A rebuttal to - or at least an amplification of - the research and
popular writing that shows young teenage girls as tuned-out and
turned-off shadows of their lively, challenging preadolescent
selves. Brown (Education and Human Development/Colby Coll.) was
co-author with Carol Gilligan of the much-discussed Meeting at the
Crossroads (1992), the study of girls' development at an Ohio
school that seemed to reinforce reports that girls on the cusp of
puberty experience plummeting self-esteem. Brown objects that
reports of this research (which made girls appear passive and
victimized) were misleading. She set up another study of white
junior high school girls, differentiated by class (working vs.
middle), in two communities in Maine. Each group of girls met
weekly to discuss gender-related issues and whatever else might
come up. Both groups were angry and frustrated about what they felt
was discrimination in the classroom and pressure for them to
conform to a female ideal. The working-class girls were more likely
to express their anger directly, to feel outrage appropriately, and
to resist more strongly fitting into the good-girl mold. Yet they
saw their futures as "dim" and uncertain and themselves as
"stupid," because they or their families had been unable to move up
the economic ladder. The middle-class girls were more likely to
lead double lives: quiet and conforming in public (e.g., school),
argumentative and defiant at home or among close friends. Their
economic futures were rosier, however, with college and career
virtual givens. Brown explores both groups' awareness of (and
struggles against) cultural expectations of what women should be.

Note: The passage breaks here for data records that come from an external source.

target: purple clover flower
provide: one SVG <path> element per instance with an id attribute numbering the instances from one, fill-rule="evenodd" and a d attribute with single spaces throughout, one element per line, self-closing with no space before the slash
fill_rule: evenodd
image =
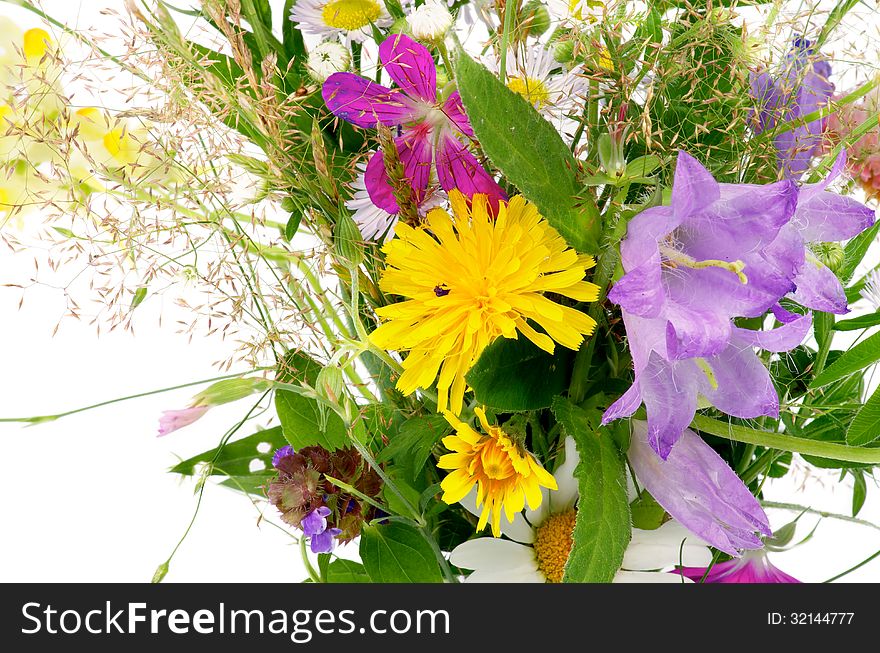
<path id="1" fill-rule="evenodd" d="M 709 573 L 706 567 L 679 567 L 674 574 L 681 574 L 693 581 L 704 583 L 800 583 L 775 567 L 764 551 L 750 551 L 738 560 L 719 562 Z"/>
<path id="2" fill-rule="evenodd" d="M 444 190 L 458 189 L 468 197 L 485 193 L 493 205 L 506 199 L 459 138 L 473 139 L 474 131 L 458 91 L 445 101 L 438 99 L 437 70 L 428 49 L 408 36 L 392 34 L 379 46 L 379 59 L 398 88 L 389 89 L 354 73 L 334 73 L 321 91 L 330 111 L 358 127 L 402 126 L 394 142 L 416 205 L 425 200 L 432 161 Z M 370 158 L 365 182 L 373 204 L 392 215 L 400 211 L 381 150 Z"/>
<path id="3" fill-rule="evenodd" d="M 300 523 L 303 535 L 309 538 L 312 553 L 330 553 L 333 550 L 334 538 L 342 532 L 338 528 L 327 528 L 329 516 L 330 508 L 321 506 L 303 517 Z"/>
<path id="4" fill-rule="evenodd" d="M 745 387 L 748 387 L 745 385 Z M 666 460 L 648 443 L 648 426 L 632 420 L 628 458 L 636 477 L 666 512 L 728 555 L 760 549 L 772 535 L 758 500 L 712 447 L 685 429 Z"/>
<path id="5" fill-rule="evenodd" d="M 758 105 L 755 131 L 760 134 L 775 129 L 827 105 L 834 92 L 830 77 L 831 65 L 816 58 L 812 43 L 796 38 L 778 77 L 752 73 L 751 94 Z M 799 179 L 810 167 L 821 144 L 824 122 L 813 120 L 776 135 L 777 162 L 786 179 Z"/>

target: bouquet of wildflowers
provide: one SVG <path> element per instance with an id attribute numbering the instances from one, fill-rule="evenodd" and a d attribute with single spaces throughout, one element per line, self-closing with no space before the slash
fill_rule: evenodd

That they seem to be losing the war is sad; that they are fighting
at all is heartening. Appealing subjects mix confusion and protest
about equally; but in this study, the consequences of the economic
gap are more interesting than those of the gender gap. (Kirkus
Reviews)
Two fourteen-year-old girls, fed up with the "Hooters" shirts worn
by their male classmates, design their own rooster logo: "Cocks:
Nothing to crow about." Seventeen-year-old April Schuldt,
unmarried, pregnant, and cheated out of her election as homecoming
queen by squeamish school administrators, disrupts a pep rally with
a protest that engages the whole school. Where are spirited girls
like these in the popular accounts of teenage girlhood, that
supposed wasteland of depression, low self-esteem, and passive
victimhood? This book, filled with the voices of teenage girls,
corrects the misperceptions that have crept into our picture of
female adolescence. Based on the author's yearlong conversation
with white junior-high and middle-school girls--from the working
poor and the middle class--Raising Their Voices allows us to hear
how girls adopt some expectations about gender but strenuously
resist others, how they use traditionally feminine means to
maintain their independence, and how they recognize and resist
pressures to ignore their own needs and wishes. With a
psychologist's sensitivity and an anthropologist's attention to
cultural variations, Lyn Brown makes provocative observations about
individual differences in the girls' experiences and attitudes, and
shows how their voices are shaped and constrained by class--with
working-class girls more willing to be openly angry than their
middle-class peers, and yet more likely to denigrate themselves and
attribute their failures to personal weakness. A compelling and
timely corrective to conventional wisdom, this book attunes our
hearing to the true voices of teenage girls: determined, confused,
amusing, touching, feisty, and clear.